Les États côtiers et le secteur du transport maritime sont confrontés à des problèmes de sécurité maritime dans toutes les mers et océans qui bordent l’Afrique. Il s’agit notamment du golfe de Guinée en Afrique de l’Ouest, du golfe d’Aden en Afrique de l’Est, du canal du Mozambique en Afrique australe, ainsi que de la mer Méditerranée en Afrique du Nord et de la mer Rouge.
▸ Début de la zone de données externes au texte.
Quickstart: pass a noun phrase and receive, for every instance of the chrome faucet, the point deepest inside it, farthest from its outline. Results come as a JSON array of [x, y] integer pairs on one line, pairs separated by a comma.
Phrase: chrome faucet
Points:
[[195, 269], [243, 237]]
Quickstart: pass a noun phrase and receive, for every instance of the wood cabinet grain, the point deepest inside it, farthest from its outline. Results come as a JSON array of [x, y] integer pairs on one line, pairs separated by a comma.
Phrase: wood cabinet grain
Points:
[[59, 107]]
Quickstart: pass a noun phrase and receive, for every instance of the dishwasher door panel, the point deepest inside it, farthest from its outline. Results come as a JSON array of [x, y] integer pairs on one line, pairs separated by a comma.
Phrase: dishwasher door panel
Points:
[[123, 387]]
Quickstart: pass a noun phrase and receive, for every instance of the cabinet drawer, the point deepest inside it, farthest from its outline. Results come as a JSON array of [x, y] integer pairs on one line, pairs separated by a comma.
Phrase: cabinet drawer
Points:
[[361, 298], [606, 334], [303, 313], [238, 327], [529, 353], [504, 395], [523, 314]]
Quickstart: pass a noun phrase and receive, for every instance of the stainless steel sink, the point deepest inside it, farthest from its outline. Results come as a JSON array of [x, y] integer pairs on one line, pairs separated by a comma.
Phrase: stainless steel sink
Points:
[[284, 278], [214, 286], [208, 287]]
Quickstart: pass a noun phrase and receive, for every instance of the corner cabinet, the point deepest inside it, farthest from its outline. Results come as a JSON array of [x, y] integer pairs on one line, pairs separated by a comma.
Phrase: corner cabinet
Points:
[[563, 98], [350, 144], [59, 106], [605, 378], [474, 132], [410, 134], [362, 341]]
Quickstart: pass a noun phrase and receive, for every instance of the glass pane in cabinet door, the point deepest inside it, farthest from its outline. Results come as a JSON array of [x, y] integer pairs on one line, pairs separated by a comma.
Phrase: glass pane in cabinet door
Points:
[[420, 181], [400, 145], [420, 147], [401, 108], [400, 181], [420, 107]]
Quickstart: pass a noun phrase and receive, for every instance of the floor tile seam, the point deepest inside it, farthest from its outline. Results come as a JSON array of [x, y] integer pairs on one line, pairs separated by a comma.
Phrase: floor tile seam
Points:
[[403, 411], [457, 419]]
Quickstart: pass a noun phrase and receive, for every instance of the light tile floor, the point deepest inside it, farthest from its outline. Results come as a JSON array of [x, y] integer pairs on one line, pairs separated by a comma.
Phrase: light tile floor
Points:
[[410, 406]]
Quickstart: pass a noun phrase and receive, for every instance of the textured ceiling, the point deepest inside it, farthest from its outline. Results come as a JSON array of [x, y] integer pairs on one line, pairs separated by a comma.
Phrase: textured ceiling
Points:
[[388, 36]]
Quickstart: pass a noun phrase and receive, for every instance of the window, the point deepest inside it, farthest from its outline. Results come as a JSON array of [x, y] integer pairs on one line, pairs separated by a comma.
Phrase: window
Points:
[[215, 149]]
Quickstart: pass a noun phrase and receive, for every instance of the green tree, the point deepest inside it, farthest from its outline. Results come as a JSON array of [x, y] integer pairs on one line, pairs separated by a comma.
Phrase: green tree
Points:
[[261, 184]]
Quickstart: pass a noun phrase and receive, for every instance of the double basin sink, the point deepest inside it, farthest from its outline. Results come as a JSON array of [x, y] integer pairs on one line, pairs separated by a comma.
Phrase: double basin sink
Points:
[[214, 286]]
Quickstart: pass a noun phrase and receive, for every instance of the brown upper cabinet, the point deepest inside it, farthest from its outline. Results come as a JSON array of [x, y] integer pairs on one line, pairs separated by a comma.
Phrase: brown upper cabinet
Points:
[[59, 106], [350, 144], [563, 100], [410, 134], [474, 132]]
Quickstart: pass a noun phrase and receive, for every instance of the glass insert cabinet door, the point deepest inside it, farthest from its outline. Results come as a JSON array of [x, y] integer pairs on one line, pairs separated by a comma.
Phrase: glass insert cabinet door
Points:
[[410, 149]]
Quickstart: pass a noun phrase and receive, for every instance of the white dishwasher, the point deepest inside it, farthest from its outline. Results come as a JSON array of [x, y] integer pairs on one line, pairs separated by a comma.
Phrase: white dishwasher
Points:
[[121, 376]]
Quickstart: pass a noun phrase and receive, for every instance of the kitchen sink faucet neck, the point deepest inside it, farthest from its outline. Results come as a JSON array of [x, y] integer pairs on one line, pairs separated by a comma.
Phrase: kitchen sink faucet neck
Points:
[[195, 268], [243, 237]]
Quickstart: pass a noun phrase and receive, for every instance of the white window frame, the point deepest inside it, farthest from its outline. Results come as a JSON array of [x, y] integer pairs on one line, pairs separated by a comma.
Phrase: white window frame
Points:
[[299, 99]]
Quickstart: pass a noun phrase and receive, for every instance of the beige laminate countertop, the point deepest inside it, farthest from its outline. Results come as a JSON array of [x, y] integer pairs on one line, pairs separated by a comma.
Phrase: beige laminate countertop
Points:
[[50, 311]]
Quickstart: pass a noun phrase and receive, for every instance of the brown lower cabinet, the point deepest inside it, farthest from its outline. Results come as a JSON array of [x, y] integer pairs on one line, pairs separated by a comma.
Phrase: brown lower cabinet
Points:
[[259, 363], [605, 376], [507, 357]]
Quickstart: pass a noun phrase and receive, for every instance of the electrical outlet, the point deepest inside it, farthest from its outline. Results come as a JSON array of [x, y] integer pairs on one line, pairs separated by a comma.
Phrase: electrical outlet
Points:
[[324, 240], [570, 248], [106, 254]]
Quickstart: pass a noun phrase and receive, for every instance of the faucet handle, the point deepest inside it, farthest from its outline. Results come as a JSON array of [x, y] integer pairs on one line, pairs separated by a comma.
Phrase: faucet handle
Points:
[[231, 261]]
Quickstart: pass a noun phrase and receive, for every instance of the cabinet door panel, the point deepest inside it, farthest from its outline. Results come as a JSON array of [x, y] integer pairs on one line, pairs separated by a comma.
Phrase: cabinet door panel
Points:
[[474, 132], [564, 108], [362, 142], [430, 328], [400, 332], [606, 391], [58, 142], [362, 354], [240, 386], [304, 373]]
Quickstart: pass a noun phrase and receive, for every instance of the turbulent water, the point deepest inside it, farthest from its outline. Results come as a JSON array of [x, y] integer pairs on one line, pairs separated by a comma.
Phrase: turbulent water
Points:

Le trafic d’armes et de drogues, la piraterie et les vols à main armée en mer (notamment dans le golfe de Guinée) constituent les principales menaces. Le soutage illicite de pétrole et le vol de pétrole brut, le terrorisme maritime, la traite des êtres humains, les dommages environnementaux causés par le déversement de déchets, la pêche illicite, non déclarée et non réglementée et la surpêche suscitent également des inquiétudes persistantes. L’Afrique doit de toute urgence renforcer ses institutions maritimes afin de s’attaquer à ces problèmes.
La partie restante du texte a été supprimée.